The parameter estimates match, but the standard errors are different. Apparently, `zelig`

reports bias corrected parameters but reports SEs from the regular GLM (!), as seen in the output from the next two code chunks.

```
zelig(y ~ x1, data = train, model = "relogit", cite = FALSE) %>%
summary
```

```
## Model:
##
## Call:
## z5$zelig(formula = y ~ x1, data = train)
##
## Deviance Residuals:
## Min 1Q Median 3Q Max
## -1.1729 -0.2897 -0.1987 -0.1343 3.0611
##
## Coefficients:
## Estimate Std. Error z value Pr(>|z|)
## (Intercept) -3.9093 0.3804 -10.278 < 2e-16
## x1 1.1705 0.2755 4.249 2.15e-05
##
## (Dispersion parameter for binomial family taken to be 1)
##
## Null deviance: 154.65 on 494 degrees of freedom
## Residual deviance: 132.70 on 493 degrees of freedom
## AIC: 136.7
##
## Number of Fisher Scoring iterations: 7
##
## Next step: Use 'setx' method
```

```
glm(y ~ x1, data = train, family = "binomial") %>%
summary
```

```
##
## Call:
## glm(formula = y ~ x1, family = "binomial", data = train)
##
## Deviance Residuals:
## Min 1Q Median 3Q Max
## -1.1770 -0.2815 -0.1915 -0.1283 3.0905
##
## Coefficients:
## Estimate Std. Error z value Pr(>|z|)
## (Intercept) -3.9838 0.3804 -10.474 < 2e-16 ***
## x1 1.1958 0.2755 4.341 1.42e-05 ***
## ---
## Signif. codes: 0 '***' 0.001 '**' 0.01 '*' 0.05 '.' 0.1 ' ' 1
##
## (Dispersion parameter for binomial family taken to be 1)
##
## Null deviance: 154.65 on 494 degrees of freedom
## Residual deviance: 132.70 on 493 degrees of freedom
## AIC: 136.7
##
## Number of Fisher Scoring iterations: 7
```

Now we’ll make predictions on the test set *without* the additional adjustment for predicted probabilities but *with* the bias-corrected coefficients.

```
unbiased_coef_pred <- X_test %>%
logisticPred(unbiased_coefs)
```

How many predicted events do we have?

We haven’t done much better. What if we now add the correction to the estimate of the predicted probability? To facilitate calculations, let \(\zeta = (.5 - \tilde{\pi}_i)\tilde{\pi}_i(1 - \tilde{\pi}_i)\) and \(\eta = \mathbf{x}V(\tilde{\boldsymbol{\beta}})\mathbf{x}^T\).

```
new_X_test <- test %>%
as_data_frame %>%
mutate(p = unbiased_coef_pred) %>%
mutate(zeta = (.5-p)*p*(1-p),
eta = (1*updated_var[1,1] + x1*updated_var[1,2])*1 +
(1*updated_var[2,1] + x1*updated_var[2,2])*x1) %>%
mutate(updated_p = p + zeta*eta) %>%
mutate(event = updated_p > .5)
corrected_pred <- unlist(new_X_test$updated_p)
```

And the distribution of probabilities.

In this fake data set, we still failed to predict a single case, though we’ve slightly pushed up the probabilities for events.
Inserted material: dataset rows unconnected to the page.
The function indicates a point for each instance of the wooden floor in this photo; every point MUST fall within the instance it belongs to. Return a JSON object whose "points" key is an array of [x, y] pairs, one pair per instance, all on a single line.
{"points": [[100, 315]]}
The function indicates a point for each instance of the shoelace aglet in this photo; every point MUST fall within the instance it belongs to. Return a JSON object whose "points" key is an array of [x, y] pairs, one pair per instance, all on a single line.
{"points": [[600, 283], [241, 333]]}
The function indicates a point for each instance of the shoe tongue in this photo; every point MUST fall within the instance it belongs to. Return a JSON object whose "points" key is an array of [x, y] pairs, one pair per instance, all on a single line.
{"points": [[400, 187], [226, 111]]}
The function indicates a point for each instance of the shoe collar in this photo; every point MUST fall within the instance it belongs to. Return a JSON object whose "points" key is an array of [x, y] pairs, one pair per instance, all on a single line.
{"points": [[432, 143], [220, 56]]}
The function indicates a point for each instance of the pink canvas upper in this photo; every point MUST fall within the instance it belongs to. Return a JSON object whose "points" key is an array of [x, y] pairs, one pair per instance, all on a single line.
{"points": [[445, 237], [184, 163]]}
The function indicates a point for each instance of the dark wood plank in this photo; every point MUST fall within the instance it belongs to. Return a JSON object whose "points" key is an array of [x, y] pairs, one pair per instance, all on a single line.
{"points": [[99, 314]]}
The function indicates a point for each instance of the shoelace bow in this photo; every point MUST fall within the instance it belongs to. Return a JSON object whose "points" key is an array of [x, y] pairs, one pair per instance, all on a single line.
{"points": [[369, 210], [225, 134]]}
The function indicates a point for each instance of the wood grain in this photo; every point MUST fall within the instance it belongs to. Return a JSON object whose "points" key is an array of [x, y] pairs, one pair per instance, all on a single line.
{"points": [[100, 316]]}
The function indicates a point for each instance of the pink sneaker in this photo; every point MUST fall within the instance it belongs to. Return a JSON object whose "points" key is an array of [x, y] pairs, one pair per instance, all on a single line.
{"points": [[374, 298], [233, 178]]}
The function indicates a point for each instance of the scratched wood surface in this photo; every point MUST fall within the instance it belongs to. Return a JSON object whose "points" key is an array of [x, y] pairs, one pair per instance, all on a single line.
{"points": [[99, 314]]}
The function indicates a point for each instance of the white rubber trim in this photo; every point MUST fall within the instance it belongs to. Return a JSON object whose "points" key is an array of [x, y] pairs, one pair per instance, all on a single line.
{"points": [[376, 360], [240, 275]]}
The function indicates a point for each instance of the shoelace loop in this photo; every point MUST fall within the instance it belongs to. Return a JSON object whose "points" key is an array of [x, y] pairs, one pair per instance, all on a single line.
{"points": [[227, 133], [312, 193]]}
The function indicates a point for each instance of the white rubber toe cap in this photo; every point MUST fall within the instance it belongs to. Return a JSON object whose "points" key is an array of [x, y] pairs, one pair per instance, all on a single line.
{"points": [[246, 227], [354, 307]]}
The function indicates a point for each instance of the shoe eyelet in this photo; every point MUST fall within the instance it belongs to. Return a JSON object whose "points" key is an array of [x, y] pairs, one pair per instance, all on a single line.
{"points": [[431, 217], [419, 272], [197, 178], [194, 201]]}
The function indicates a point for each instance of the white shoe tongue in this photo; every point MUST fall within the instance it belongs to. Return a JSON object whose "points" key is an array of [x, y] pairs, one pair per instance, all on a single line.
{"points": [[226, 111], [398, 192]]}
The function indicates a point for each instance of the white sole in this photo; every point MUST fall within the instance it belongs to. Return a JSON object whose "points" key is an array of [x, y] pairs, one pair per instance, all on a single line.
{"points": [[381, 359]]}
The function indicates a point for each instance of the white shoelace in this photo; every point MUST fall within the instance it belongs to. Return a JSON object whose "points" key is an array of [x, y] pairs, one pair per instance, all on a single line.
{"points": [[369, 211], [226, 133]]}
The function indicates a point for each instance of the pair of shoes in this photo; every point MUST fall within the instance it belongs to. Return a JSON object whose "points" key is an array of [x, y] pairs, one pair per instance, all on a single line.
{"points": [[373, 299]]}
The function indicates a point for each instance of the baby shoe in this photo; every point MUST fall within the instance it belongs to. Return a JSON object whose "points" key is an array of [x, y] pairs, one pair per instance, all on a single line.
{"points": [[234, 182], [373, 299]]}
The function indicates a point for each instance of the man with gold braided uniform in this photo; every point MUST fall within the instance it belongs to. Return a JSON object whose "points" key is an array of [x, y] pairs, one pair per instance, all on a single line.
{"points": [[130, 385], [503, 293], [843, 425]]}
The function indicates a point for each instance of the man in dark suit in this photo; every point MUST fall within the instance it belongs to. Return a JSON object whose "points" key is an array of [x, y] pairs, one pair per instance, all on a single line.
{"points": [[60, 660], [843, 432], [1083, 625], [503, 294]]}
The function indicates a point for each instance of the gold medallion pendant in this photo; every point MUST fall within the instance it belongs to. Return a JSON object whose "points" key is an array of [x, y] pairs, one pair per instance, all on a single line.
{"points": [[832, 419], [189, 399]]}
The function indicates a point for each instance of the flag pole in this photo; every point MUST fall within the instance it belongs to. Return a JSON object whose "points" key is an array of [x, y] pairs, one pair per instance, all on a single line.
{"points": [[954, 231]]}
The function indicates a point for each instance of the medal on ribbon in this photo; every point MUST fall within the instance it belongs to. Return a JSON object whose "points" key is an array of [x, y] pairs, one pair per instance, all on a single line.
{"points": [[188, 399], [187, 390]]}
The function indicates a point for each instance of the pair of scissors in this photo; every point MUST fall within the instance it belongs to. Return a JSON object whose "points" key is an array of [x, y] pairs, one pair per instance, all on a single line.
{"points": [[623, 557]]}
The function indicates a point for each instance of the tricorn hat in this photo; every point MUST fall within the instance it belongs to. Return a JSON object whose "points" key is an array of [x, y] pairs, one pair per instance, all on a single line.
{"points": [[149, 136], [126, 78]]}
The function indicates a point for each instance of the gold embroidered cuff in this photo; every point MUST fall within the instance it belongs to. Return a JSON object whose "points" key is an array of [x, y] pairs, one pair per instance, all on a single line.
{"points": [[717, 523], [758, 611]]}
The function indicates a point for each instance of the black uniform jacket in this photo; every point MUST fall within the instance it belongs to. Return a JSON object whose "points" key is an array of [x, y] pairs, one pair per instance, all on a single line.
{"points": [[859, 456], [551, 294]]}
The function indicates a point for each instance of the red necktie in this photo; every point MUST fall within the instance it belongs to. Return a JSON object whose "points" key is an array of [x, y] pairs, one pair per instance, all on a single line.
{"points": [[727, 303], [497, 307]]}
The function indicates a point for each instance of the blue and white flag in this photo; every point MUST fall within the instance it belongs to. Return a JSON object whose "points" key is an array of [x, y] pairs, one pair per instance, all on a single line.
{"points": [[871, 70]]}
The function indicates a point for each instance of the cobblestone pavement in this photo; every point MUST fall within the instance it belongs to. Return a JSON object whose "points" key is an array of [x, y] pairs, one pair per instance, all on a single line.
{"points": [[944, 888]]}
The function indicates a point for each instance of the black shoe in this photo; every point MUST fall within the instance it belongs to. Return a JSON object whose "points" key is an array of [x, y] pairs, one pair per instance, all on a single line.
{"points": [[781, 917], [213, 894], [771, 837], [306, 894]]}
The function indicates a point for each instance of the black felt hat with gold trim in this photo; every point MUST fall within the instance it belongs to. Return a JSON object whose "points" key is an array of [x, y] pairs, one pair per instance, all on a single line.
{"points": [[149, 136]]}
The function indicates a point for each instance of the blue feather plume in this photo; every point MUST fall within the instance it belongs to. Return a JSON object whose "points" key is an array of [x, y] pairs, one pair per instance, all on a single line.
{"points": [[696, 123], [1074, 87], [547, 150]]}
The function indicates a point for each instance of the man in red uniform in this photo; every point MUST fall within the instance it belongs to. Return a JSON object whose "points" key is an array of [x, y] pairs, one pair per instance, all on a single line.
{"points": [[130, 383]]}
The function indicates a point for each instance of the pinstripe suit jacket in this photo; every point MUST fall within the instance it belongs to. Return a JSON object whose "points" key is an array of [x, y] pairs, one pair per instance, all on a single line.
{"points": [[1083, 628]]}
King and Zeng provide results from a variety of Monte Carlo simulations that vary the proportion of events, the sample size, and the value of \(\beta_0\) and \(\beta_1\). The results find that very rare events (e.g. 0.15% of cases) are hard to predict even with the corrected method, whereas there is not much difference when the signal-to-noise ratio is very high. Somewhat less rare events predicted from noisier models seem to benefit the most from the adjustment.

It is well known that the logistic model does an inferior job at predicting out-of-sample events relative to machine learning methods like random forests and GBMs, and we will continue to use these when the our projects emphasize accurate forecasts. On the other hand, combining the bias-corrected estimator with propensity-score matched or weighted samples is an option worth considering in statistical projects.